When I behold, upon the night’s starred face,
Huge cloudy symbols of a high romance,
And think that I may never live to trace
Their shadows with the magic hand of chance;
These lines from Keats' "When I have Fears" captures the speaker's fears of dying before he can accomplish everything he desires. In this particular section, Keats uses imagery and metaphor to discuss two things he fears not being able to do before death. The first act is the literal and obvious reading of the poem, which is to say that the speaker wants to experience the natural wonder of the night sky and stars. As a Romantic poet, Keats finds peace in the natural world.
The speaker of the poem also makes a connection between the starry night sky and "high romance;" in the previous section of the poem, Keats laments that he may die before he can write all of his poetry ideas from his "teeming brain."
Now, as he creates the imagery of the beauty of the night sky and the "huge cloudy symbols of high romance," Keats also suggests that part of his ideas for writing also concern romance.
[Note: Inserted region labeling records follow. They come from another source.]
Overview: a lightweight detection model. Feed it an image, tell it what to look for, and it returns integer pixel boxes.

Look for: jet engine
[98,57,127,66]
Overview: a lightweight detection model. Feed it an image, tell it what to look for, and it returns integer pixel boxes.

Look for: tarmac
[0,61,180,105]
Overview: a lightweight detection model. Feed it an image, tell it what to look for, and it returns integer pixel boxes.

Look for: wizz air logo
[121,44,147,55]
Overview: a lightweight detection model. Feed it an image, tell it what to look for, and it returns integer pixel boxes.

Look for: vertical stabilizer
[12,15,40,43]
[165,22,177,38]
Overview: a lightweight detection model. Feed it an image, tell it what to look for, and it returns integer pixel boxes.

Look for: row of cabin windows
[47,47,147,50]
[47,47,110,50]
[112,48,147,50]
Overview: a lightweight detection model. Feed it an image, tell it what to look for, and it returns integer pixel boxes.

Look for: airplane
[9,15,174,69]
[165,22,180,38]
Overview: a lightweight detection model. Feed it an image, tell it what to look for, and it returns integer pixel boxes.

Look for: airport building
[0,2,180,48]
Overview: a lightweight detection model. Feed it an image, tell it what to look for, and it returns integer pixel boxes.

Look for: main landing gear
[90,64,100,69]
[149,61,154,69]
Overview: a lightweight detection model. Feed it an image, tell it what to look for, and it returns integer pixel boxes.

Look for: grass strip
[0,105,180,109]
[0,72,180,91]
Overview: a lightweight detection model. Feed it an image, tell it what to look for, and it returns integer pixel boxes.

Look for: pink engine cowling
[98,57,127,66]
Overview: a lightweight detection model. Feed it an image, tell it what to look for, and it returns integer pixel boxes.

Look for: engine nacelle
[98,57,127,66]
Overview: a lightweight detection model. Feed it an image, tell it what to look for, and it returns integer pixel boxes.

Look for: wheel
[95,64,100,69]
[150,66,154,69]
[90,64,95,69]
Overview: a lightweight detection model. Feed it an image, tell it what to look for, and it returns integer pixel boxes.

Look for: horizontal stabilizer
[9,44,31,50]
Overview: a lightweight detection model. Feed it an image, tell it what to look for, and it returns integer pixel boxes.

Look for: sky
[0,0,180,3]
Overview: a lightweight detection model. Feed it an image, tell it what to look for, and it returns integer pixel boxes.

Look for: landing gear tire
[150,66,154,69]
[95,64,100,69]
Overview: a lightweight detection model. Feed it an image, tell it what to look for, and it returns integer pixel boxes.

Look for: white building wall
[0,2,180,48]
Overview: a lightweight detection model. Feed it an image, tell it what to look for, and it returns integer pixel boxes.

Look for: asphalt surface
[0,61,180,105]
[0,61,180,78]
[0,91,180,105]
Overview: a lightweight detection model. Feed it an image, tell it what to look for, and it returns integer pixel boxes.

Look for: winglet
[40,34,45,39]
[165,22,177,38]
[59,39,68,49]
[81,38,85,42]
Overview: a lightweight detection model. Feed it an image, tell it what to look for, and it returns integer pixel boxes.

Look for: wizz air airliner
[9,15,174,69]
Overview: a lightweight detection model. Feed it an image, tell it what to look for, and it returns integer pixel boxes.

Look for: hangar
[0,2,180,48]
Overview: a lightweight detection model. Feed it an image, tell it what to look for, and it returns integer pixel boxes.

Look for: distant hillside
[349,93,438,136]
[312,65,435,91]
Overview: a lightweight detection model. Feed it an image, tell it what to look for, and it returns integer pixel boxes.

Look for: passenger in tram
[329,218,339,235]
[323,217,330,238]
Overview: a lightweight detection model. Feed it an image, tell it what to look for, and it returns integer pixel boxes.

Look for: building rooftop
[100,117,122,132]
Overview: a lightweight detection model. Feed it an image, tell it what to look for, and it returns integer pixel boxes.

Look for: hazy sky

The "huge cloudy symbol" is Keats' way of expressing his desire to write a long or perhaps important love poem. 'Huge' could refer his longed for romance poem's importance or content, and the cloud-like description suggests that his inspiration or ideas for the poem float around in his "teeming brain" like clouds.
The notion of him "tracing the shadows with the magic hand of chance" is his fancy and poetic way of describing how he will capture the star-like mystery and appeal of Romantic love; he compares the art of recording those thoughts and dreams to the slight of hand of a magician.